PM Sheikh Hasina’s emotional message to India: Reflecting on shared history since 1975

Against the historical backdrop, Sheikh Hasina’s recent message of gratitude to India carries emotional and diplomatic weight.

As Bangladesh embarks on yet another round of general elections, the political landscape is charged with tension, marked by the absence of the main opposition party and concerns about the legitimacy of the polls. Against this backdrop, Prime Minister Sheikh Hasina’s recent expression of gratitude to India takes on significant importance.

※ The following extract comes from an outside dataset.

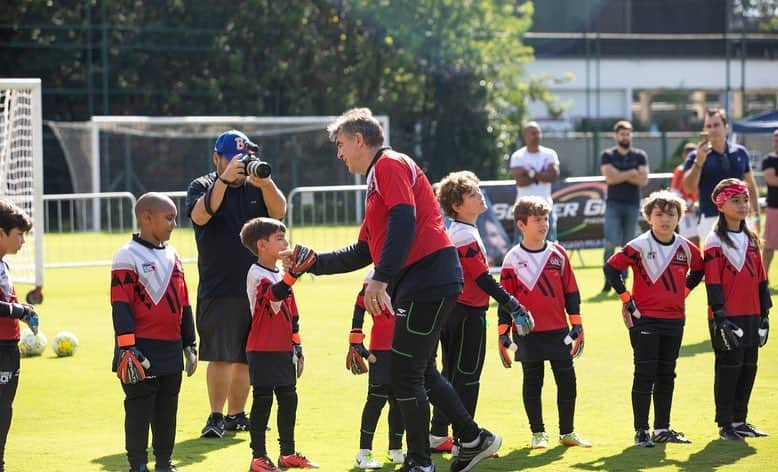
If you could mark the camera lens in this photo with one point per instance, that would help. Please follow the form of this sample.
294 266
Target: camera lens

The roots of Sheikh Hasina’s gratitude trace back to the tumultuous events of the Indo-Pakistani war in 1971. Faced with grave human rights violations in East Pakistan, which later became Bangladesh, India intervened decisively. Prime Minister Indira Gandhi’s order for a full-scale invasion marked a turning point, leading to the creation of Bangladesh. The instrument of surrender was signed on December 16, 1971, officially establishing Bangladesh as an independent nation. Sheikh Mujibur Rahman, the father of Sheikh Hasina, assumed the roles of the first president in 1972 and the second prime minister in 1974.

In the subsequent years, the echoes of the liberation war continued to reverberate, shaping the diplomatic relations between Bangladesh and India. Sheikh Hasina’s recent acknowledgement of India’s support during those critical times is a poignant reminder of the shared struggles that bind the two nations.

Against the historical backdrop, Sheikh Hasina’s recent message of gratitude to India carries emotional and diplomatic weight. In her expression of thanks, she specifically pointed to India’s support during the 1971 liberation war against Pakistan and the refuge provided in 1975, a period marked by personal tragedy for her family.

“You are most welcome. We are very lucky… India is our trusted friend. During our 1971 liberation war, they supported us… After 1975, when we lost our whole family… they gave us shelter. So our best wishes to the people of India,” Hasina conveyed to reporters.

This acknowledgement goes beyond diplomatic courtesies; it serves as a testament to the enduring friendship between the two nations. It not only underscores the shared history but also sets a tone of gratitude amidst the contemporary political challenges Bangladesh faces.

As polling centres opened, Bangladesh found itself in a month-long campaign fraught with challenges. Daily street protests, the imprisonment of Nobel Peace Prize winner Muhammad Yunus, and controversies surrounding ruling party leaders urging voters to cast their ballots have dominated the electoral landscape.

The decision by the main opposition party, the Bangladesh Nationalist Party, to boycott the elections has added a layer of complexity. This move has raised serious questions about the legitimacy of the electoral process and the fairness of the polls. With prominent opposition leaders behind bars and concerns over voter turnout, the election dynamics have become a subject of national and international scrutiny.

The Election Commission’s notices to ruling party leaders for allegedly pressuring voters further heighten the stakes. As the nation anticipates the election results, due late Sunday or early Monday, the political tension remains palpable.

Sheikh Hasina’s leadership has left an indelible mark on Bangladesh’s economic landscape. Under her governance, the country has experienced one of the fastest-growing economies globally, lifting millions out of poverty. Despite these significant achievements, her leadership has been clouded by concerns of authoritarianism.

As she seeks a fourth term, the narrative of economic success contends with discussions about democratic principles and the fair conduct of elections. The juxtaposition of economic growth and governance challenges forms a critical aspect of the ongoing political discourse.